- Abbreviation: APBF
- Classification: Protestant
- Theology: Evangelical Christianity/Congregationalist
- Associations: Baptist World Alliance
- Region: 22 countries
- Headquarters: Okinawa City, Japan
- Origin: 1972
- Congregations: 40,000
- Official website: apbf.org

= Asia Pacific Baptist Federation =

The Asia Pacific Baptist Federation (APBF) is a federation of 65 Baptist associations and is one of six regional fellowships in the Baptist World Alliance. The headquarters is in Okinawa City, Japan.

==History==

English missionary William Carey started his work in the Dutch controlled Serampore north of Calcutta, India in 1793, initially focussing on Bible translation, preaching, teaching, and the founding of schools. One of the major schools established by this mission is Serampore College, founded in 1818.
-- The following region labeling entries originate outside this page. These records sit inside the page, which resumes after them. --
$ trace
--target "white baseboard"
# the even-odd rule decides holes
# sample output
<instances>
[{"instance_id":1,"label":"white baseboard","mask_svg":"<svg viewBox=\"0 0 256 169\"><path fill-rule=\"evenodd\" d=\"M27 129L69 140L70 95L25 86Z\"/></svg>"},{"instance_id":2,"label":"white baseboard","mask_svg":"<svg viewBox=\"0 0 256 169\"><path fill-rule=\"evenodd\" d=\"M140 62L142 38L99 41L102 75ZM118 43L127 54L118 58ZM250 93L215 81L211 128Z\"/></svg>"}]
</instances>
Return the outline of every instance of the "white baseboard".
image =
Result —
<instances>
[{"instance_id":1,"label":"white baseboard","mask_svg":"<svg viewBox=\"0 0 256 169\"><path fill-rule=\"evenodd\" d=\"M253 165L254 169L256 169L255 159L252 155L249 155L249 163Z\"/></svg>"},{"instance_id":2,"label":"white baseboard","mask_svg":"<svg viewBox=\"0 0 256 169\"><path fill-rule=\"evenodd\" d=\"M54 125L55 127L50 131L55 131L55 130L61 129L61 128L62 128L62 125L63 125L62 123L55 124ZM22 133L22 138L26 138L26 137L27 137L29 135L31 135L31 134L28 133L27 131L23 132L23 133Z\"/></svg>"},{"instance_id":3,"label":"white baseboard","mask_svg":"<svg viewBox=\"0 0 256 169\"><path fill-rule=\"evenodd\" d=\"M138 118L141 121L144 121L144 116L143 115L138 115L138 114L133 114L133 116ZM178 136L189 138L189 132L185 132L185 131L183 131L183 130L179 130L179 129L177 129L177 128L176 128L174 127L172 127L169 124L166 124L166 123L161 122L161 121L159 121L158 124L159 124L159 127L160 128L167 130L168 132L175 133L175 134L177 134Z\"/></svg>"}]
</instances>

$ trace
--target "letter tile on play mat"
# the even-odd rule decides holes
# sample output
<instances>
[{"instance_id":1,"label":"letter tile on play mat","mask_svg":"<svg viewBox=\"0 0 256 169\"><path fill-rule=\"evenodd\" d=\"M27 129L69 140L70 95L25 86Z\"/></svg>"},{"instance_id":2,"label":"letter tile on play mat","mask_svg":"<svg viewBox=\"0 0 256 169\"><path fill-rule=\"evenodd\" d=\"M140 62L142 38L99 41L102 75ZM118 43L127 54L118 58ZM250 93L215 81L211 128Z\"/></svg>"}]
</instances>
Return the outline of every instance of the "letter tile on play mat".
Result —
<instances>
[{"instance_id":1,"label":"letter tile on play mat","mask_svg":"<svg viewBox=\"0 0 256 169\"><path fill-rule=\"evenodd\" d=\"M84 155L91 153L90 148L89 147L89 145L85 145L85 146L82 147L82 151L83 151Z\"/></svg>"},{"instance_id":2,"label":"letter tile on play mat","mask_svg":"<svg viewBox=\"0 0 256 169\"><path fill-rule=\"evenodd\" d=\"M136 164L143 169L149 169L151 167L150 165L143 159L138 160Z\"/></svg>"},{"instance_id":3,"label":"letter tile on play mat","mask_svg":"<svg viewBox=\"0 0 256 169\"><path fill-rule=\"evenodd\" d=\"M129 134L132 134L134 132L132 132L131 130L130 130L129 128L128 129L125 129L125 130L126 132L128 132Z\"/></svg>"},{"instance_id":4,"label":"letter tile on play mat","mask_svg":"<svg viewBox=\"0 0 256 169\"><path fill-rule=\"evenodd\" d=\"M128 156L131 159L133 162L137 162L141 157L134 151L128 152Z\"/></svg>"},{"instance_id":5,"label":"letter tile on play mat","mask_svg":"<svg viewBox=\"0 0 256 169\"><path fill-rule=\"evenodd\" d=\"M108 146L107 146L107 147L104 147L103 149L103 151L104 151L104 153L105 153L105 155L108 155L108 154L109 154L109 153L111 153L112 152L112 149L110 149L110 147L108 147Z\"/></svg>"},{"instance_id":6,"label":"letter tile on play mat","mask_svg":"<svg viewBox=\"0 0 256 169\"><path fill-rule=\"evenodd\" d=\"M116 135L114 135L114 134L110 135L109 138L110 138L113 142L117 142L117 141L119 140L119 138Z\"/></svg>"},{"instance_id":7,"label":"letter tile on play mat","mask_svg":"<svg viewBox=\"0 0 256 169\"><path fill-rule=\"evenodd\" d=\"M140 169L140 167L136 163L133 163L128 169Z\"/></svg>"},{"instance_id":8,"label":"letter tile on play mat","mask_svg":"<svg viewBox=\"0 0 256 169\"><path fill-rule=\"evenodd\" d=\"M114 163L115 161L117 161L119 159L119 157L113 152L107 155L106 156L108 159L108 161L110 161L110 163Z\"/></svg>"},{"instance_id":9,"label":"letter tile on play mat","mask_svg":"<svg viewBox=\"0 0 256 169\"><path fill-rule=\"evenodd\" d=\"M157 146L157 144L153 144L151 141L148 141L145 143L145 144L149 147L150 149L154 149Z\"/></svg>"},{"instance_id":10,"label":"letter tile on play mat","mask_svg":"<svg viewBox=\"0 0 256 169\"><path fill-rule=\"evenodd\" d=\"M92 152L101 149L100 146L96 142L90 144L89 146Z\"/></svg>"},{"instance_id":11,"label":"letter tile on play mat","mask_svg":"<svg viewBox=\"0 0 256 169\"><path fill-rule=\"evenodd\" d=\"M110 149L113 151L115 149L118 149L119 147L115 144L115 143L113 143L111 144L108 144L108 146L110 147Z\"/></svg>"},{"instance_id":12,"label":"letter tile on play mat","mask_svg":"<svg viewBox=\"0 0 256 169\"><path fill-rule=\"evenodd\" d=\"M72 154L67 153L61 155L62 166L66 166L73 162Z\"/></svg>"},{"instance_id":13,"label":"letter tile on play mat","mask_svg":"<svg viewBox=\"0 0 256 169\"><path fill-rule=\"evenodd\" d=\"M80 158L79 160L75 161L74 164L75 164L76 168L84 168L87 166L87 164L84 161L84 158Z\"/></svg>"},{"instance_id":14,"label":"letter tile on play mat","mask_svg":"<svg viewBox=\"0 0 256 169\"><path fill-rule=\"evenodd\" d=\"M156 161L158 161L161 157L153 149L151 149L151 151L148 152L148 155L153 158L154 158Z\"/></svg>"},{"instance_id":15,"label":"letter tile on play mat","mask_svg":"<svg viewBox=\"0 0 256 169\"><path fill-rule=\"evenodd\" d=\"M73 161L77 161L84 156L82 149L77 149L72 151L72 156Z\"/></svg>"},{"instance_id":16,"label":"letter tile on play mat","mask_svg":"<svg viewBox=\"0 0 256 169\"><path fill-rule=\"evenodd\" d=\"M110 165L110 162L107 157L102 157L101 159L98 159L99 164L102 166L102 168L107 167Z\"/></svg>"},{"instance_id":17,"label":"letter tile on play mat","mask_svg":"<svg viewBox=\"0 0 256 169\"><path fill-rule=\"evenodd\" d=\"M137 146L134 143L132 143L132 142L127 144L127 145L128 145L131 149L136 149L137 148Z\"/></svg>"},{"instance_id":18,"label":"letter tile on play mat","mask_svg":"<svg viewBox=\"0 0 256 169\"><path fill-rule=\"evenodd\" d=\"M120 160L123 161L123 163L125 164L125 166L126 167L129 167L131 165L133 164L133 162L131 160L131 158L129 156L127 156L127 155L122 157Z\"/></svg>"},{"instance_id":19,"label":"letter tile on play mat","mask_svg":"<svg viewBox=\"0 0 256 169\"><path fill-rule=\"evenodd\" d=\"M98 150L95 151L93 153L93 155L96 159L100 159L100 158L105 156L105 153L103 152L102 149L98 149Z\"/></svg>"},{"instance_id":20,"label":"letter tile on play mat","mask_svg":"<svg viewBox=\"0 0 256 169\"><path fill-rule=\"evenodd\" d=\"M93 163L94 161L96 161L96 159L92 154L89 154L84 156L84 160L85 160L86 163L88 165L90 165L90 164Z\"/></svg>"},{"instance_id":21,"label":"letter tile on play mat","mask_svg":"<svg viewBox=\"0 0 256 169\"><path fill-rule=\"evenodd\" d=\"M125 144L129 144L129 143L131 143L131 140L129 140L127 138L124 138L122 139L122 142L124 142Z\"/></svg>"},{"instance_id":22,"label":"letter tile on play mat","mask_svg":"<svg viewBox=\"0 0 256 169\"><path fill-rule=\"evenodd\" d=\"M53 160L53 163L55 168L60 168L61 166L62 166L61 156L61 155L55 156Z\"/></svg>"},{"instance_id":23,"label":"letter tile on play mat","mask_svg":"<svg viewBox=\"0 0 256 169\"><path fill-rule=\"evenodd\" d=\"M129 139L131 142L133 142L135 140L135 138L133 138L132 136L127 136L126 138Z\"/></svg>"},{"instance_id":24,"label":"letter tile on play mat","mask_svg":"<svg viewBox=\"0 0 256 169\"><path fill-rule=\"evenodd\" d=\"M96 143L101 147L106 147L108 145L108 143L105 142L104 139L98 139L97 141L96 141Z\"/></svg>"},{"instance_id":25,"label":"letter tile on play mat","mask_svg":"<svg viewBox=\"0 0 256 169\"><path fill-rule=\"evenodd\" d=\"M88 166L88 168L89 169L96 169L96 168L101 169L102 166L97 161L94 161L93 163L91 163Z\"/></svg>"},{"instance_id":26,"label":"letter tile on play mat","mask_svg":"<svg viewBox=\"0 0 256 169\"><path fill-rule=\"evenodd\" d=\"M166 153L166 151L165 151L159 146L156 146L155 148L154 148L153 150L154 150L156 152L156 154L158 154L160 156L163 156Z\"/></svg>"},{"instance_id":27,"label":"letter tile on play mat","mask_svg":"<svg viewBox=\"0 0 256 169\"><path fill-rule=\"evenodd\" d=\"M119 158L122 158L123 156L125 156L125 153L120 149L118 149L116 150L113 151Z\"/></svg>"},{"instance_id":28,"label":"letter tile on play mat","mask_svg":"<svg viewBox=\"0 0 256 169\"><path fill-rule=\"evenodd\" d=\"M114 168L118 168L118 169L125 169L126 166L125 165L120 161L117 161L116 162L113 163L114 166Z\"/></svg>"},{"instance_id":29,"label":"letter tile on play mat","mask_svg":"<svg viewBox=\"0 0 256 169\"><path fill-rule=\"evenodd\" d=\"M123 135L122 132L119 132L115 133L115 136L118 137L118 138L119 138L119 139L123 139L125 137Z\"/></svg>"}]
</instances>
Other pioneers include Joshua Marshman and William Ward who together with Carey became known as the Serampore Trio. Of the three, Ward was instrumental in converting American Congregationalist missionary, Adoniram Judson, to Baptist beliefs and baptised both Judson and his wife, Ann Haseltine Judson, in Serampore.

Judson later began Baptist missionary work in Burma on 13 July 1813 upon his arrival in Rangoon.

The APBF was formed in the then British colony of Hong Kong in 1972 as the Asian Baptist Federation (ABF). It joined the Baptist World Alliance in 1975.

It adopted its current name in 2007 after a resolution was approved during the ABF Congress held in the city of Chiang Mai, Thailand from 2 May to 6 May 2007.

== Organization ==

The APBF represents almost 60 Baptist denominations (known as conventions or unions) from 20 countries, encompassing almost 30,000 congregations with more than 5 million baptized believers. The single largest member of the APBF is the Myanmar Baptist Convention which claims more than 1.1 million baptized believers.

The principal officers of the APBF are:

| Office | Name | Territory |
|---|---|---|
| President | Rev. Edwin Lam | Singapore |
| Vice Presidents | Mr. Bijoy Sangma Mr. Ratu Inoke Kubuabola Rev. Mark Wilson | India Fiji Australia |
| General Secretary | Rev. Dr. Vesekhoyi Tetseo | Okinawa, Japan |
| Treasurer | Mr. Peter Leau | Australia |

== Members ==

According to a census published by the association in 2023, it claimed 65 member associations in 22 countries, 40,000 churches.